Citizens have a constitutional right to publish information received from public officials without fear of harassment, prosecution or arrest. That shouldn’t be controversial, yet it isn’t clear how a circuit court will rule in a case hinging on this issue.

On Wednesday, the 5th U.S. Circuit Court of Appeals heard a case involving online citizen journalist Priscilla Villarreal, who was arrested in 2017 after publishing two stories. The first was about a Border Patrol agent who died by suicide. The second revealed the identity of a family involved in a deadly vehicle accident. They ran on her Facebook page, which now has more than 200,000 followers.

That’s called journalism. It shouldn’t be a crime, even if the writer isn’t popular with the local police department. Ms. Villarreal certainly wasn’t. She previously lambasted a local prosecutor and once livestreamed a Laredo Police Department officer choking someone during a traffic stop.

Perhaps that’s why Laredo police charged her based on a Texas law that prohibits someone from receiving “nonpublic information” from the government with the “intent to benefit.” It is possible to imagine a scenario where that type of law is appropriate. Imagine a developer obtains inside information on a zoning decision that allows him to profitably purchase or sell land.

But to apply this law to reporters is to all but outlaw news gathering. Journalists make records requests. They talk with sources. They interview government officials. They use this to create articles or videos that they use for “benefits” such as subscriptions or social media followers.

Ms. Villarreal’s supposed crime was receiving information from the very police department that eventually arrested her. Her supposed benefit was an increase in Facebook followers and the occasional free lunch.

She eventually sued the police for arresting her. A District Court judge in Texas, however, gave the police qualified immunity. In a split decision, a group of three judges on the 5th Circuit reversed that decision. But then a majority of the court voted to rehear the case en banc.

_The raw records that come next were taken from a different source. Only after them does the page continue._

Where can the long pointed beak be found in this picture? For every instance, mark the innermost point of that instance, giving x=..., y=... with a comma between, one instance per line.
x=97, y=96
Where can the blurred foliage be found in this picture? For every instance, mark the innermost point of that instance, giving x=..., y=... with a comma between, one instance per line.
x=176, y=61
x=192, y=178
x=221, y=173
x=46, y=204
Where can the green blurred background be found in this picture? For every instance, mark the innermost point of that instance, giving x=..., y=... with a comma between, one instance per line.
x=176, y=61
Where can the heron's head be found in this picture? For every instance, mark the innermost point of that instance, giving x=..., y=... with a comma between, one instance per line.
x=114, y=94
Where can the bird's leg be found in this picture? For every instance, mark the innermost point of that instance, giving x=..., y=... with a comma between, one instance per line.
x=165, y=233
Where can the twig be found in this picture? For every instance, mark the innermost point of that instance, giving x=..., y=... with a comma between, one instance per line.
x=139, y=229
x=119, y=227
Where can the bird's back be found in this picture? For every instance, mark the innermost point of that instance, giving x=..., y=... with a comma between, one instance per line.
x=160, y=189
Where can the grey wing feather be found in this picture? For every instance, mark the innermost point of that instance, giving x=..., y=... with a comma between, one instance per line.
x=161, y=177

The injustice has attracted an unusual collection of organizations supporting Ms. Villarreal, who leans left. It includes traditionally libertarian or right-leaning groups such as Project Veritas, Americans for Prosperity, the Cato Institute and the Alliance for Defending Freedom.

“Defendants’ harassment of Ms. Villarreal, efforts to bar her from seeking nonpublic information from officials, and better treatment of the general public makes the First Amendment violation plain,” ADF attorneys Rory Gray and John Bursch wrote in an amicus brief.

The court must rule in favor of Ms. Villarreal. The Bill of Rights demands no less.